MASTER-DAPT provides robust randomized controlled trial evidence (LOE A) that could justify upgrading 1-month DAPT to a stronger recommendation for HBR patients. However, the committee must consider that the trial exclusively used one specific biodegradable-polymer sirolimus-eluting stent (Ultimaster).
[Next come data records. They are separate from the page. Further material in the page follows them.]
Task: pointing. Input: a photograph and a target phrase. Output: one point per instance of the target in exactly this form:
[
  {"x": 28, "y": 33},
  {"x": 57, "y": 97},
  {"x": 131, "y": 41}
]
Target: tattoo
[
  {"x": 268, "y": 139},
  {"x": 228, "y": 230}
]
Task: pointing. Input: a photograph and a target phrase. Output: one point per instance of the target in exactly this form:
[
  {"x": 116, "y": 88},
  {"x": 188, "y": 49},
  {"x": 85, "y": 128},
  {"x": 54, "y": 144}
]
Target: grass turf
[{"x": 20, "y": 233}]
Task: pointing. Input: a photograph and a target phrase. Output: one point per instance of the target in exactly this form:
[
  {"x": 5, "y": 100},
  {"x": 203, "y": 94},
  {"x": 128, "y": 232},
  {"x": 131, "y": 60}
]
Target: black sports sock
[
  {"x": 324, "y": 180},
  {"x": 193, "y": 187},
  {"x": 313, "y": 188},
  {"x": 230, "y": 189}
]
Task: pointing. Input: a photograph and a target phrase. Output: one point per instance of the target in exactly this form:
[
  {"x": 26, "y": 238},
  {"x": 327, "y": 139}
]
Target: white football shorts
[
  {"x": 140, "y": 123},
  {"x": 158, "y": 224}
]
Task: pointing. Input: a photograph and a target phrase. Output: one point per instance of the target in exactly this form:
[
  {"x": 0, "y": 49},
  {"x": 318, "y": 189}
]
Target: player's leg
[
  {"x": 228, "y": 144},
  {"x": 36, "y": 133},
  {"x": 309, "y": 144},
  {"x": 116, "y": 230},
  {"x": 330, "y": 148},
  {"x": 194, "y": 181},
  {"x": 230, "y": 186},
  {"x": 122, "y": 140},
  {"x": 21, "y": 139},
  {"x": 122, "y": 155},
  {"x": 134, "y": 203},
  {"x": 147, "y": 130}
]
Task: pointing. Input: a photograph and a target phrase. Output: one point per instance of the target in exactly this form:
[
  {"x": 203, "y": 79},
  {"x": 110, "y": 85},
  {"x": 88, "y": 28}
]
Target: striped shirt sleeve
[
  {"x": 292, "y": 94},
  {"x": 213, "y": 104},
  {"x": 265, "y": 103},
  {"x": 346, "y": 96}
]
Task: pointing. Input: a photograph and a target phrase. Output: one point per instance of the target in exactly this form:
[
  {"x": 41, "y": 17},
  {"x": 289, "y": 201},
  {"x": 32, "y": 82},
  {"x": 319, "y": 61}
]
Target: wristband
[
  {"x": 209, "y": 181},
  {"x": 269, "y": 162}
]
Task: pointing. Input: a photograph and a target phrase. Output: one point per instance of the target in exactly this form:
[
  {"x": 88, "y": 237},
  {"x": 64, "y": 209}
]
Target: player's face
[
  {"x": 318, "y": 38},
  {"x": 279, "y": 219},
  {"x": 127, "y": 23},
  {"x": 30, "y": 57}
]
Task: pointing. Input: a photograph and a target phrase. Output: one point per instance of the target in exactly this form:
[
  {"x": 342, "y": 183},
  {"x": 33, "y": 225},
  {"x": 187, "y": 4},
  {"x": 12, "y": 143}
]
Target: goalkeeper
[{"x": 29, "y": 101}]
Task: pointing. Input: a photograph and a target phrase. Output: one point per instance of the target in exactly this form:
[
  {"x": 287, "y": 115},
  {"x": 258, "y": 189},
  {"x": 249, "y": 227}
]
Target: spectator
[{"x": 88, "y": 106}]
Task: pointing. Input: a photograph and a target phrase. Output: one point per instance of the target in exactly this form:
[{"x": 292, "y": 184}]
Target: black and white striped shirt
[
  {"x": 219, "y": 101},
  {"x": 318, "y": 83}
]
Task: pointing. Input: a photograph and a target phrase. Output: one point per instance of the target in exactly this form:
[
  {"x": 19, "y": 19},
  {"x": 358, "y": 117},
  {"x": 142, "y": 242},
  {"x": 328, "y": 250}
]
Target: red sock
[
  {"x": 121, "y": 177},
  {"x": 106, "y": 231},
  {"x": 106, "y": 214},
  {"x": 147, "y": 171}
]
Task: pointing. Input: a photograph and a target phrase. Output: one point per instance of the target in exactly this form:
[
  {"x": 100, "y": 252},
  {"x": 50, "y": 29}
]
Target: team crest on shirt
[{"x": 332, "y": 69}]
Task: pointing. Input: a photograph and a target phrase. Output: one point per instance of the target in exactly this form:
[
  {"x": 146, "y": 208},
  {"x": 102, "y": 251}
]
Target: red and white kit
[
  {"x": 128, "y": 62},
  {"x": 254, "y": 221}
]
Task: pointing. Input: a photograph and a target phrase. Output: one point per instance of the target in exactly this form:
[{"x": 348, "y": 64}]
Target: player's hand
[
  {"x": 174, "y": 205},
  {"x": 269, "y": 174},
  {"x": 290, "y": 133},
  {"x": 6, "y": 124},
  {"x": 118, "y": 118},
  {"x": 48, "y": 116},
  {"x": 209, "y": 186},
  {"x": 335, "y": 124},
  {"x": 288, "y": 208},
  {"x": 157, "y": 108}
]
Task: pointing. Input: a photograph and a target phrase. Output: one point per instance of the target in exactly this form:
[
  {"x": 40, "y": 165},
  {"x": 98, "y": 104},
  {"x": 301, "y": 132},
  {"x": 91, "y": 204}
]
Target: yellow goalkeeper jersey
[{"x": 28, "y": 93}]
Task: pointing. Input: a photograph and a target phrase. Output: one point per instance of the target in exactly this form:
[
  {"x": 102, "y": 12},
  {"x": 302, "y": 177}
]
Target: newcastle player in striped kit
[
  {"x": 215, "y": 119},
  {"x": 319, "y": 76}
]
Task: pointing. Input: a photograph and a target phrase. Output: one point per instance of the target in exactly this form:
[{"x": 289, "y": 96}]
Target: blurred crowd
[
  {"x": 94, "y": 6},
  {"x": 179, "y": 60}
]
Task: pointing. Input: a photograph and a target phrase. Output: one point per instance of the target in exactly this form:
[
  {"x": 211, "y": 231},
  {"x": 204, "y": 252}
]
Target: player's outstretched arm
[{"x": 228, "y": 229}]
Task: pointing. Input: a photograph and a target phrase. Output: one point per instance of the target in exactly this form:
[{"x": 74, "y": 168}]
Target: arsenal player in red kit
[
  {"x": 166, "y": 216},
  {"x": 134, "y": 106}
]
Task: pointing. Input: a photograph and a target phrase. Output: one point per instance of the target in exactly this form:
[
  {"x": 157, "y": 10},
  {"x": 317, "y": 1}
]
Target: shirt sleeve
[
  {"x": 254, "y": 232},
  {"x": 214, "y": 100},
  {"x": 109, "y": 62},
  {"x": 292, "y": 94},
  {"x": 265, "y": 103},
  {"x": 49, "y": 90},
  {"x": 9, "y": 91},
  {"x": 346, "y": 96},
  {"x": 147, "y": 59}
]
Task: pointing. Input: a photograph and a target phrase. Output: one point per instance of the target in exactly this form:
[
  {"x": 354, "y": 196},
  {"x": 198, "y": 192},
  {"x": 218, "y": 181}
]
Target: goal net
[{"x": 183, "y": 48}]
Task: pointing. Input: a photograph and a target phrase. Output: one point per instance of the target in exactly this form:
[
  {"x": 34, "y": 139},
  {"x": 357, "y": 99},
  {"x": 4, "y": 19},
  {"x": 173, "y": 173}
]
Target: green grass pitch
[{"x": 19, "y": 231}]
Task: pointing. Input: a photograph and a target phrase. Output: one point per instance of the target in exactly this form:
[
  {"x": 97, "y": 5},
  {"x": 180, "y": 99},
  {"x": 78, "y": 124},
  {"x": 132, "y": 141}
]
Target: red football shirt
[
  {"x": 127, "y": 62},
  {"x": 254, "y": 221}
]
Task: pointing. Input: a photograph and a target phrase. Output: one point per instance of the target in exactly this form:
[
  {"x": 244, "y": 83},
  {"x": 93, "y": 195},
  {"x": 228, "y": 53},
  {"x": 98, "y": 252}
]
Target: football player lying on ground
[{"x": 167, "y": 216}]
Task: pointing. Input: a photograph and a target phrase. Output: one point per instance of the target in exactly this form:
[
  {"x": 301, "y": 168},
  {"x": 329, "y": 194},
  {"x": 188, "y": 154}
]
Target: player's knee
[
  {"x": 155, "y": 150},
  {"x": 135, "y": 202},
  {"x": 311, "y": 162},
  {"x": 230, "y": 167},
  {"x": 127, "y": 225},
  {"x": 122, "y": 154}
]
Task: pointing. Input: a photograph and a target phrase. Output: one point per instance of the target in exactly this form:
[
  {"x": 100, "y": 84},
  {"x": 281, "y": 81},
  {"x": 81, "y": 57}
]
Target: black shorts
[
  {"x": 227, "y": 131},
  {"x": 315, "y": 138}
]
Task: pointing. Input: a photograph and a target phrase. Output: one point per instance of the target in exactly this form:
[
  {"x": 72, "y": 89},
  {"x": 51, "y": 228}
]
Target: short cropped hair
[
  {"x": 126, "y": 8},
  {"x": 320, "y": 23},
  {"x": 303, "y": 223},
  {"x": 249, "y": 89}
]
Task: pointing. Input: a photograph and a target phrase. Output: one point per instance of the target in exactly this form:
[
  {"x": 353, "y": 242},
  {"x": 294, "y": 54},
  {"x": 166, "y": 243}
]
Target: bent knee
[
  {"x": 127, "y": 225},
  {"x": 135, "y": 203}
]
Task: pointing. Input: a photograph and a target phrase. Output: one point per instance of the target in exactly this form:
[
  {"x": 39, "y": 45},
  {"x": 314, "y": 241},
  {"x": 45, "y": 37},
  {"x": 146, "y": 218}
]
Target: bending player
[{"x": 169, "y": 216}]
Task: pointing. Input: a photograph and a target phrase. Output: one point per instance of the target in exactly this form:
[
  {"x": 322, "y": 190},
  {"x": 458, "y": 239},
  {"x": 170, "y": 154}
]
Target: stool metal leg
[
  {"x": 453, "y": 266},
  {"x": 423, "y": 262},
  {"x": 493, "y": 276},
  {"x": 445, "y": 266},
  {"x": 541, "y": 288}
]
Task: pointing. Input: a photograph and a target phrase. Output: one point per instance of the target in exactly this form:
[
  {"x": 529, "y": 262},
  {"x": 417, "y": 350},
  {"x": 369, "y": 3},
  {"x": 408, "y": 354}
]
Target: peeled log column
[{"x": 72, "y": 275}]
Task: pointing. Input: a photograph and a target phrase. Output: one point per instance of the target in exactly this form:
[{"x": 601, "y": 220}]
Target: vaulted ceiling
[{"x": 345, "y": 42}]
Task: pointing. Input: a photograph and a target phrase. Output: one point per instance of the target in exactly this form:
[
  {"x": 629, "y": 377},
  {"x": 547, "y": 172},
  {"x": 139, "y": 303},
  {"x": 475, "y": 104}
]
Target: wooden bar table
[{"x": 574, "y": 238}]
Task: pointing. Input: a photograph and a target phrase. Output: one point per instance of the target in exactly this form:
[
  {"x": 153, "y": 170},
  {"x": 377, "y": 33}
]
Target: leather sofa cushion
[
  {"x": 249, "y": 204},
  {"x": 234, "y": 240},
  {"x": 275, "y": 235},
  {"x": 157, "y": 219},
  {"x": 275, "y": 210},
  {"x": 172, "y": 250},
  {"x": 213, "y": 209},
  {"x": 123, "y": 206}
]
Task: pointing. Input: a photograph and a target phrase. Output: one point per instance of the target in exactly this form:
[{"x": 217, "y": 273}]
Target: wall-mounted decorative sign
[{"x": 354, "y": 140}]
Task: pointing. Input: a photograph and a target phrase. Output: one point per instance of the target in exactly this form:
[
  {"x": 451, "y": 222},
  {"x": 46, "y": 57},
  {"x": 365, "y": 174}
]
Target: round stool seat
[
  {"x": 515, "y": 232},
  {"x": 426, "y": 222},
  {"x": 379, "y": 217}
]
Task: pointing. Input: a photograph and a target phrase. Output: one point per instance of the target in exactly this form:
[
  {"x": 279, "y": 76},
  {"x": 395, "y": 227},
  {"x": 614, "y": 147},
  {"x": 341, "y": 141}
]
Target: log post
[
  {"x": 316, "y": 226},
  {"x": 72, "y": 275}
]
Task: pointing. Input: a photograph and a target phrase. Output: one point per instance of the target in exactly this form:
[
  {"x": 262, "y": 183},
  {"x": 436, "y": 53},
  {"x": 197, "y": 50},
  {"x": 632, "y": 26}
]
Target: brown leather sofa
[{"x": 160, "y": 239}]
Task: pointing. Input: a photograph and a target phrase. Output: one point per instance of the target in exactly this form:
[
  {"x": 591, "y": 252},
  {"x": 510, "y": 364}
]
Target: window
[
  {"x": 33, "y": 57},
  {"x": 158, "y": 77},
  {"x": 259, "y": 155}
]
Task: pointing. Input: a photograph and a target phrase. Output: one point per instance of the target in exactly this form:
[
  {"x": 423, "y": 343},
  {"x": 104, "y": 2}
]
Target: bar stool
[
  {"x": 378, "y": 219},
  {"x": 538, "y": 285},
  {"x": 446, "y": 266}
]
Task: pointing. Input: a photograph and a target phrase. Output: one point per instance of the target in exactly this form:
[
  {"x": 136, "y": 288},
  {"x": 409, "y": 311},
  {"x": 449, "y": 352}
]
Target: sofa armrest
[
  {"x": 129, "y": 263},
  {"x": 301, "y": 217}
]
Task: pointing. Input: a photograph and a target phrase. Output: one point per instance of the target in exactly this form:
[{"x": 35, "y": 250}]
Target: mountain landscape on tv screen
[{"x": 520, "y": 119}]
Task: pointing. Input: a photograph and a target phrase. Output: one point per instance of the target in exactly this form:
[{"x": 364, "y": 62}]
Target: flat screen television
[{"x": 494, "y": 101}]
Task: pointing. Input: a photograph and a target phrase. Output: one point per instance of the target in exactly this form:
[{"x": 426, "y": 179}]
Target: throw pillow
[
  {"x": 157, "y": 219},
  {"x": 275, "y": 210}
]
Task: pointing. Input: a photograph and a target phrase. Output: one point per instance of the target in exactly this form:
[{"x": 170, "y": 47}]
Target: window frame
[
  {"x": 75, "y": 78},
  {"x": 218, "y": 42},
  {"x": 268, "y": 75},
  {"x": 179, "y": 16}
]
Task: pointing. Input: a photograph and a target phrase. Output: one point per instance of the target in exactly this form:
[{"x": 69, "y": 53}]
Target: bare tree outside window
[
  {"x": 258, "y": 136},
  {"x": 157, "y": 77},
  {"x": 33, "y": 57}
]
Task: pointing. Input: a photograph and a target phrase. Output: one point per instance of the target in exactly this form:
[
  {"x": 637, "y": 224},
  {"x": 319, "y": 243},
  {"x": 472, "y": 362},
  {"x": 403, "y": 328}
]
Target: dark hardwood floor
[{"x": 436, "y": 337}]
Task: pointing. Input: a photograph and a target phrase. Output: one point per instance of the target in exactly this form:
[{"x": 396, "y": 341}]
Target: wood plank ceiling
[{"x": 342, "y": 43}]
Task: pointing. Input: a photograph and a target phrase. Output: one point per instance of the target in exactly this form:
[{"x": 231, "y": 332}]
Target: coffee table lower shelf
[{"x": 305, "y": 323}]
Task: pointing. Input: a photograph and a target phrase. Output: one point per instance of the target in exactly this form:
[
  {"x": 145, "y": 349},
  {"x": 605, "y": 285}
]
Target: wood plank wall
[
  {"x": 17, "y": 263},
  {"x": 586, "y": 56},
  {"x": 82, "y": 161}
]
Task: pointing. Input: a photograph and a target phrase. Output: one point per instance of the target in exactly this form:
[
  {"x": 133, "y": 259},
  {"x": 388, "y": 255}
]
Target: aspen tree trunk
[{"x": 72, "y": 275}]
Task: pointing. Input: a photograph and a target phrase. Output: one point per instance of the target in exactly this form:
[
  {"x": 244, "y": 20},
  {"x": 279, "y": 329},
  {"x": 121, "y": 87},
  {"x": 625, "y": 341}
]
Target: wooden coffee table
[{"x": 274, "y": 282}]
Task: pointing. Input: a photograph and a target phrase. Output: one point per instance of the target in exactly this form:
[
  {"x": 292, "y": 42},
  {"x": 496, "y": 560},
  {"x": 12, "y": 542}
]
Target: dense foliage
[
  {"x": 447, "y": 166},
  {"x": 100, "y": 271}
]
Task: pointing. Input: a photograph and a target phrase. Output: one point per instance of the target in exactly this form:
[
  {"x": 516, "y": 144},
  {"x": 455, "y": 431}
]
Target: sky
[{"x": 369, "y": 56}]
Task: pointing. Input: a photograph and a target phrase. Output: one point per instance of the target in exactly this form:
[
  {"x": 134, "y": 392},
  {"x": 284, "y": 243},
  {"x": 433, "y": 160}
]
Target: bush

A major caveat preventing a universal Class I recommendation across all platforms is determining whether these results demonstrate a class effect for all contemporary drug-eluting stents, or if they are uniquely dependent on the specific rapid-endothelialization profile of the proprietary stent used in the trial.

Clinical Landscape

Noteworthy Related Trials

2015

LEADERS FREE Trial

n = 2,466 · NEJM

Tested

Polymer-free biolimus-eluting stent with 1-month DAPT

Population

Patients at high bleeding risk undergoing PCI

Comparator

Bare-metal stent with 1-month DAPT

Endpoint

Composite of cardiac death, myocardial infarction, or stent thrombosis

Key result: The polymer-free drug-eluting stent was superior to the bare-metal stent with respect to both the primary safety and efficacy endpoints when used with a 1-month DAPT course.
2019

TWILIGHT Trial

n = 7,119 · NEJM

Tested

Ticagrelor monotherapy after 3 months of DAPT

Population

High-risk patients undergoing PCI

Comparator

Ticagrelor plus aspirin (continued DAPT)

Endpoint

BARC type 2, 3, or 5 bleeding

Key result: Ticagrelor monotherapy significantly reduced the incidence of clinically relevant bleeding compared to ticagrelor plus aspirin without increasing ischemic events.
2019

STOPDAPT-2 Trial

n = 3,045 · JAMA

Tested

1-month DAPT followed by clopidogrel monotherapy

Population

Patients undergoing PCI with a cobalt-chromium everolimus-eluting stent

Comparator

12-month standard DAPT

Endpoint

Composite of cardiovascular and bleeding events

Key result: 1-month DAPT was superior to 12-month DAPT for the composite endpoint, driven by a significant reduction in bleeding events.